Jihan mengerucutkan bibirnya. "Habisnya lo ngobatin pake tenaga dalem, sih. Sakit, tahu!"
"Ya, maap." Bulan kembali mengobati mata Jihan, dan kemudian diperban dengan perban baru yang masih bersih.
Jihan langsug meraba matanya yang telah diperban, lalu tersenyum manis ke arah Bulan. "Makasih..."
Bulan mengangguk pelan. "Iya, sama sama. Tapi itu belum sepenuhnya selesai. Nanti sampai rumah, baru gue lanjutin ngobatinnya. Ini cuma biar lo gak kekurangan darah."
Jihan hanya mangut mangut saja.
"Ini kita langsung lanjut aja?" tanya Jihan, dan dibalas anggukan kepala oleh Bulan.
Baru aja Jihan mau berjalan mendahului Bulan, remaja dengan Hoodie hijau itu kembali menarik tangannya.
"Ada apa lagi?" tanya Jihan dengan nada malas. Hei, ini kalau gak jalan jalan, kapan nyampenya mereka ini?
Bulan gak menjawab, dia malah berjongkok dan memberi isyarat kepada Jihan untuk naik ke atas punggungnya.
"Hah? Lo mau gendong gue?" tanya Jihan sambil menunjuk dirinya sendiri dengan wajah bingung.
Bulan menatap Jihan datar. "Jangan banyak nanya, naik aja langsung!"
"Tapi, kan... Yang sakit mata gue, bukan kaki gue." Jihan beralasan. Gak enak juga dia sama Bulan. Udah diobatin matanya, terus nanti dia juga bakalan numpang di rumahnya, sekarang Bulan mau gendong Jihan?
"Ck." Bulan berdecak pelan, lalu dengan paksa menarik tangan Jihan dan meletakkannya di atas pundaknya. Lalu dengan perlahan bangkit dengan Jihan digendongannya.
Jihan tersenyum samar. Rasa aneh aja gitu, dia dimanjain sama orang asing. Padahal biasanya sama orang terdekatnya, dia malah jarang. Berasa jadi tuan putri aja gitu.
"Kita berangkat, wushhhh!!" Jihan terkekeh pelan saat mendengar seruan riang dari mulut Bulan.
••••
Hari sudah sangat malam, namun Jihan dan juga Bulan juga sampai di rumah Bulan.
"Lan, kalau lo capek, lo turunin aja gue. Gue bisa jalan sendiri kok," ucap Jihan ketika menyadari bahwa langkah kaki Bulan mulai melambat.

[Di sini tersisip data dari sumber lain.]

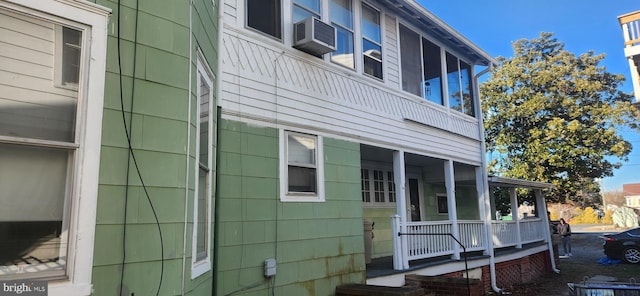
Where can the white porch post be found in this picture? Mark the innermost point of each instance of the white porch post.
(401, 210)
(450, 183)
(397, 244)
(514, 215)
(482, 206)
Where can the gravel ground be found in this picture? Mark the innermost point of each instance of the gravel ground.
(587, 250)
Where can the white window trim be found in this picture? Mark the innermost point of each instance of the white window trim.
(285, 196)
(371, 166)
(200, 267)
(360, 65)
(94, 19)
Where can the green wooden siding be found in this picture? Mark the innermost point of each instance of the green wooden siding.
(317, 245)
(160, 131)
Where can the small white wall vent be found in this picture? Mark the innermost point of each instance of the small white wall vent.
(313, 36)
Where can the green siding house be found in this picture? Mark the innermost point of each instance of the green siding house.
(108, 143)
(248, 147)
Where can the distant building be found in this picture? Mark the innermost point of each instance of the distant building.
(630, 23)
(632, 195)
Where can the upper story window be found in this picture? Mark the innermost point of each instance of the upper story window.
(371, 41)
(265, 16)
(432, 69)
(302, 174)
(459, 84)
(342, 19)
(303, 9)
(50, 131)
(421, 64)
(410, 61)
(68, 48)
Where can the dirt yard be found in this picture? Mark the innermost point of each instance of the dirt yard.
(587, 250)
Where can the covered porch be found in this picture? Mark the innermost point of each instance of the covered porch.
(441, 212)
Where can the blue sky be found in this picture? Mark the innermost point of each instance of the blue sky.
(582, 25)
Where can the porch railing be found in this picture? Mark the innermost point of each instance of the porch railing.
(427, 246)
(471, 235)
(505, 233)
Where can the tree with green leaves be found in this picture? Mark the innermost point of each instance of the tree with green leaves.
(552, 116)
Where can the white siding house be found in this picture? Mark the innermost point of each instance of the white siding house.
(401, 84)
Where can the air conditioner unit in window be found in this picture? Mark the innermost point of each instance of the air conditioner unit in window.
(313, 36)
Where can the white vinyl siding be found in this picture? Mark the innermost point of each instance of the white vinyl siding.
(50, 135)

Bulan menggeleng. "Gak. Gue gak capek kok," bantahnya.
"Kan, gue bilangnya kalau lo capek, bukan nanya lo capek apa enggak."
Inilah yang terjadi jika manusia ngeselin modelan Jihan bertemu dengan manusia ngeselin lainnya kayak Bulan. Auto adu mulut mulu setiap ketemu.

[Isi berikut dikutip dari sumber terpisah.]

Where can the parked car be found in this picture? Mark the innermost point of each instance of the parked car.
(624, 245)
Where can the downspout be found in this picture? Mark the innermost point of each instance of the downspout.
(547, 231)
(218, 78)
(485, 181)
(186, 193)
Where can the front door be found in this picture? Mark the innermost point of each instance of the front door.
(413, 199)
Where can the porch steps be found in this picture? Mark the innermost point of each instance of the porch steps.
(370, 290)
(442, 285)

Bulan mau ngumpat tapi gak jadi. Dia gak mau Jihan yang berotak polos ini jadi mengerti kalimat umpatan. Jadilah, dia istighfar setiap saat. Lumayan, nambah pahala.
"Masih jauh, Lan?" Jihan kembali bertanya, membuat Bulan yang istighfar jadi berhenti sejenak.
"Gak terlalu jauh, sih. Tinggal beberapa jam lagi. Emangnya kenapa?" jawabnya.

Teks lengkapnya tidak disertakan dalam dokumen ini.